Last year we focused on the North and did spend ten or so days on the NE at Sakalava, where again we returned for the latter part of this visit.
This trip we wanted to explore what the South West, which is far more remote had to offer. In fact it was only when researching did I become more aware of the kitesurfing potential of the South West, and that unlike the true South of the Island the winds are more cross onshore as they come round in the afternoon.

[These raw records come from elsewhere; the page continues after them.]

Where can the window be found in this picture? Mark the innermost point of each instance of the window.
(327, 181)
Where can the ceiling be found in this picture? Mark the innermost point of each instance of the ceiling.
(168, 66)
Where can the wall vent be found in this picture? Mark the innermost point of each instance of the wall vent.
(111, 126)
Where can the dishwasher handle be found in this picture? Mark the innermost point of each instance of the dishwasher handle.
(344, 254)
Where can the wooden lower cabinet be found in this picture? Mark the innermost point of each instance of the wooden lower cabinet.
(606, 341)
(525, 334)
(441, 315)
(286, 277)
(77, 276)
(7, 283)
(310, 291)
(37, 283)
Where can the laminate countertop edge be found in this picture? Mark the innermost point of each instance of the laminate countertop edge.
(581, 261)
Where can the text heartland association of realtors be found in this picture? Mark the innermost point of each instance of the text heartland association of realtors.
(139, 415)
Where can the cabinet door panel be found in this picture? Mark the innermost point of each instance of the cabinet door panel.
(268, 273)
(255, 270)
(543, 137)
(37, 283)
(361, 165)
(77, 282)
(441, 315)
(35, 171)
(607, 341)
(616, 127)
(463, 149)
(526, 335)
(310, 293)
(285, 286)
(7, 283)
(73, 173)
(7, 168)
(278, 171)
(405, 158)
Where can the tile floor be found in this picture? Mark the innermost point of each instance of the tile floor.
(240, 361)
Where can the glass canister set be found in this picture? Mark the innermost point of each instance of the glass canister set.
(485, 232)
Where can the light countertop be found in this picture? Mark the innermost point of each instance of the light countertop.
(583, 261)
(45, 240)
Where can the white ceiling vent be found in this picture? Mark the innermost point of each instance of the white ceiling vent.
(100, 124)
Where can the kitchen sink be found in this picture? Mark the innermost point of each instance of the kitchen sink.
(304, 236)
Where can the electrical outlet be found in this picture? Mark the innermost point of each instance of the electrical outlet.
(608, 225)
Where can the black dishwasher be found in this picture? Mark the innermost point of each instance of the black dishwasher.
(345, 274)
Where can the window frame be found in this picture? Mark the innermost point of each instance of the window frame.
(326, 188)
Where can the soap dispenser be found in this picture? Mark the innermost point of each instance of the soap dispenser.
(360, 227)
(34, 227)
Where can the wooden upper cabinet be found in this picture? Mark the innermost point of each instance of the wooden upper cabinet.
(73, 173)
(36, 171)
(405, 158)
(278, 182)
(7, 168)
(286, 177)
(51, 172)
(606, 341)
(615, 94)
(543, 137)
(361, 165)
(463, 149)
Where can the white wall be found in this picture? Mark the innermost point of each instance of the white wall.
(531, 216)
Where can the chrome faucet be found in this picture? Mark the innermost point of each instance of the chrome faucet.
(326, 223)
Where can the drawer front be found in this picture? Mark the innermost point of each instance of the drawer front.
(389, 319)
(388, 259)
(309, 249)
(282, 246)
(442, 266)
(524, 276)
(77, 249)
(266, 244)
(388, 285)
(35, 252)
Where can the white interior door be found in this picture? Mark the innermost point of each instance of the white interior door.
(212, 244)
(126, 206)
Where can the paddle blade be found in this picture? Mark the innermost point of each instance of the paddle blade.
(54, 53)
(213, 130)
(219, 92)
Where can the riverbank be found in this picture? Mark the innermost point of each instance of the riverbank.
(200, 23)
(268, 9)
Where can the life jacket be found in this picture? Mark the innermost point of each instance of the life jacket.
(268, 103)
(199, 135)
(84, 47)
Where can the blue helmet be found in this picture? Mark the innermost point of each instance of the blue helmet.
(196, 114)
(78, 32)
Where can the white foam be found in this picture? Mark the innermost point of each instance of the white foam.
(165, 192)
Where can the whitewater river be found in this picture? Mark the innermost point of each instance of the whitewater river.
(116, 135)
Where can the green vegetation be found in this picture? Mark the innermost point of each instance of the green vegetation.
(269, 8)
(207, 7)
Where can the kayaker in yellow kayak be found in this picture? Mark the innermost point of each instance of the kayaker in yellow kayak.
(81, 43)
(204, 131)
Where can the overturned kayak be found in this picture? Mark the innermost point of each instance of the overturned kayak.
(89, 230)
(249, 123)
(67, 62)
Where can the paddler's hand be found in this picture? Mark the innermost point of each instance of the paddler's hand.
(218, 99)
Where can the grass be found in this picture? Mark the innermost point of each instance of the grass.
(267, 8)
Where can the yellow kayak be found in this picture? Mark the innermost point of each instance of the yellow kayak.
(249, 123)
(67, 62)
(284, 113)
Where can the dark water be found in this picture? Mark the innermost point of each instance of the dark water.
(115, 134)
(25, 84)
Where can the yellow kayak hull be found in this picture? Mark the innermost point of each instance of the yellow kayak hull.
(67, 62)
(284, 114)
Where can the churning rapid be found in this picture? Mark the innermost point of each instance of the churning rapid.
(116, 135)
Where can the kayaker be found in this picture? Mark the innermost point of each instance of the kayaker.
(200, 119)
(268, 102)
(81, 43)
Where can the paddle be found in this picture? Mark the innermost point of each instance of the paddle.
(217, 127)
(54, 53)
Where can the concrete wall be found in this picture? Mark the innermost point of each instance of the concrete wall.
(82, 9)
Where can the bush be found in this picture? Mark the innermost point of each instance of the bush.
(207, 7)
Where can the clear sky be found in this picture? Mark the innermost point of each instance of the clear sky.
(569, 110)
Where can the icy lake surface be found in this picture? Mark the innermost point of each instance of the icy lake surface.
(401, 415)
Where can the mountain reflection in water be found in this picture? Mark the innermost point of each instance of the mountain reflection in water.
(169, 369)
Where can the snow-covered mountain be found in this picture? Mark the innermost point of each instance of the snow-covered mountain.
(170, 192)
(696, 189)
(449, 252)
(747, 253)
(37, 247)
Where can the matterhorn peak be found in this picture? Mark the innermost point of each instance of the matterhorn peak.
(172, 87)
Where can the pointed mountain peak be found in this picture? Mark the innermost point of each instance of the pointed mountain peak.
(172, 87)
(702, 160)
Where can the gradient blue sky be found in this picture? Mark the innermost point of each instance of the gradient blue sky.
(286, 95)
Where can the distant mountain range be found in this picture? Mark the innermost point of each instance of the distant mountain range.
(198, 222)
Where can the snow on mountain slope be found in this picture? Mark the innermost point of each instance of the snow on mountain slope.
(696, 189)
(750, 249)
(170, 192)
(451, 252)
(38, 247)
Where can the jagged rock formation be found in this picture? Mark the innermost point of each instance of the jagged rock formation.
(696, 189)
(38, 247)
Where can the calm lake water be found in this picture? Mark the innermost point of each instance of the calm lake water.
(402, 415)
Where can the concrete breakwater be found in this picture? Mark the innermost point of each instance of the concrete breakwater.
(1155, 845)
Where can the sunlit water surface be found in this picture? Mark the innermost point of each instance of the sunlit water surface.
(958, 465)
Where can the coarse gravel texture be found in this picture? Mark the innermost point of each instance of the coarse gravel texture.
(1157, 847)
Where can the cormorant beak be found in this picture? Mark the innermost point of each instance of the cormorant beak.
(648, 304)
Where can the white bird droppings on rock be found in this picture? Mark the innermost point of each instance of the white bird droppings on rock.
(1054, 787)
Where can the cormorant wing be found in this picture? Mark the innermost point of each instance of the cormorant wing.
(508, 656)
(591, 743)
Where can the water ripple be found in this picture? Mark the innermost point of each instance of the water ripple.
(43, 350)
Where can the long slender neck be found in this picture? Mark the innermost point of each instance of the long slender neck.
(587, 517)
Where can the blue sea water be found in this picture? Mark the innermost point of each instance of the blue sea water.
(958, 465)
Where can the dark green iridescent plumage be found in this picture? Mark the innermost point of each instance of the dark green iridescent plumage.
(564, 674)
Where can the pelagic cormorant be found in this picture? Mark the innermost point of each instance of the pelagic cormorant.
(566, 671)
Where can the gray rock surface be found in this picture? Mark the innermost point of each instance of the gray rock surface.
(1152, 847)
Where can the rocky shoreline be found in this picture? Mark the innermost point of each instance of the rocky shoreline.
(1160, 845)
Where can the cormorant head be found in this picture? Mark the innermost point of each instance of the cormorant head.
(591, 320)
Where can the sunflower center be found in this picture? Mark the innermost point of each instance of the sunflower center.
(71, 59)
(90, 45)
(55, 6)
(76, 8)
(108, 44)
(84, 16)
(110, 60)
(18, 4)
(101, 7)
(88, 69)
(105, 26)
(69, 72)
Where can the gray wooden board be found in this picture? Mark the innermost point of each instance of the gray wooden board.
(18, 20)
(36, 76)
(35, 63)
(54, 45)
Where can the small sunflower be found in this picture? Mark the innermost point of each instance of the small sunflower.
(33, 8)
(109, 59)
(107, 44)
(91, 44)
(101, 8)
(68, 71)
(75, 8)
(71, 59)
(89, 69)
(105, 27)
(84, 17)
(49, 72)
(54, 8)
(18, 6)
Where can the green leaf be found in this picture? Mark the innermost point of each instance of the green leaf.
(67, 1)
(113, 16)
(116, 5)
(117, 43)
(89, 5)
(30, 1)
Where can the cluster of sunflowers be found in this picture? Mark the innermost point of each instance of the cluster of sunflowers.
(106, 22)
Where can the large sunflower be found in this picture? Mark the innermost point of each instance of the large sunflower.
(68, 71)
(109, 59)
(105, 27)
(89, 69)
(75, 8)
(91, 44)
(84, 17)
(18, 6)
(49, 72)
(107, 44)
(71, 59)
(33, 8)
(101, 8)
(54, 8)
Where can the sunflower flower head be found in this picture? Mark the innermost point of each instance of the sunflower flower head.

For sure kitesurfing in Madagascar, especially in the South hit the headlines as it were with the glorious F-One video, Antanadroy People from the Thorns, however 98% of kiters are not able to arrange and be part of a trip like that, and to a certain extent have the necessary back-up which is what is required in the more remote parts of Madagascar, plus the winds are scarily cross off down in that part of the world and if anything untoward were to happen rescue services are non existent!
Another part of the jigsaw as it were for deciding on the South West was that there was also the potential of seeing humpback whales at play, as well as snorkelling and diving.
The South / South West is also a hardcore Surfers paradise, with massive reef breaks in very shallow water, and I would thoroughly recommend watching this video which is one of three chapters which encapsulates travelling in Madagascar so well, right from the initial arrival in the capital Antinanvario, which is always a bit of a shock.
I should mention that we are fortunate to have friends in Madagascar who help us arrange our itinerary. Most travellers you meet in Madagascar are part of organised tour groups who have a guide with them, and they are often on road trips visiting many of the stunning National Parks in the interior. For us travelling independently it helps tremendously to have some back-up as it were, such as internal flights and hotels booked, as well as the all important transfers!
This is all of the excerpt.